Loi sur le bien-être mental communautaire et la résilience

Titre complet:
Loi sur le bien-être mental communautaire et la résilience de 2025

Résumé#

Ce projet de loi crée un nouveau programme de subventions dans la Loi sur les services de santé publique appelé le programme de bien-être mental communautaire et de résilience. Le ministère de la Santé et des Services sociaux (le Secrétaire) attribuerait deux types de subventions : des subventions de planification (jusqu'à 250 000 $) pour les organisations à but non lucratif ou communautaires qui ont le soutien d'au moins trois groupes similaires, et des subventions de programme (jusqu'à 500 000 $ par an pendant jusqu'à quatre ans) pour les réseaux qui organisent et gèrent des programmes de bien-être mental communautaire et de résilience. Au moins 20 % des fonds annuels doivent être réservés pour des programmes dans les zones rurales. Le programme exige une approche de santé publique en matière de santé mentale : collecte de données locales, identification des facteurs de protection et de risque, renforcement des facteurs de protection, développement des compétences et du leadership communautaires, et utilisation de pratiques fondées sur des données probantes, appropriées sur le plan développemental, linguistique et culturel, prometteuses ou autochtones. Un « réseau de coordination de la résilience » doit inclure des représentants d'au moins cinq catégories différentes (par exemple, groupes communautaires, écoles, organisations de jeunesse, professionnels de la santé, groupes religieux, entreprises, intervention d'urgence ou agences de justice et de sécurité). Le Secrétaire doit fournir une assistance technique et partager les meilleures pratiques, et doit faire rapport au Congrès d'ici le 31 décembre 2030 sur les résultats des subventions de planification. Le projet de loi autorise 36 000 000 $ pour les exercices fiscaux 2025–2029 et limite les dépenses pour l'assistance technique à pas plus de 5 % des fonds annuels.
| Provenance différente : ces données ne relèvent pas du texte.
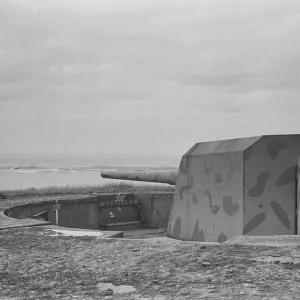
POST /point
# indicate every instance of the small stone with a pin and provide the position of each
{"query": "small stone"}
(184, 293)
Ce que cela signifie pour vous#

  • Les organismes à but non lucratif locaux, les écoles, les groupes religieux, les prestataires de santé, les entreprises et d'autres groupes communautaires peuvent rejoindre ou former un réseau de coordination de la résilience pour demander des subventions.
  • Les groupes éligibles peuvent demander des subventions de planification pour organiser des réseaux, évaluer les besoins et préparer des demandes de subvention complètes.
  • Les réseaux qui obtiennent des subventions de programme peuvent utiliser les fonds pour construire des activités de prévention, de rétablissement et de résilience à l'échelle communautaire qui sont culturellement et développementalement appropriées.
  • Les communautés des zones rurales sont éligibles à une part réservée des fonds.

Dépenses#

  • Subventions de planification : jusqu'à 250 000 $ par organisation éligible (les subventions de planification sont destinées à organiser des réseaux, à réaliser des évaluations des besoins et à préparer des demandes de programme).
  • Subventions de programme : jusqu'à 500 000 $ par an, pour un maximum de quatre ans, par bénéficiaire.
  • Réserve rurale : 20 % des fonds appropriés chaque exercice fiscal doivent être réservés pour des programmes dans les zones rurales.
  • Autorisation d'appropriations : 36 000 000 $ pour les exercices fiscaux 2025 à 2029.
  • Limitation : pas plus de 5 % des fonds annuels peuvent être utilisés pour l'assistance technique en vertu du projet de loi.
  • Aucune information disponible publiquement sur le nombre total de subventions, les appropriations annuelles exactes ou les coûts administratifs détaillés au-delà de ces plafonds.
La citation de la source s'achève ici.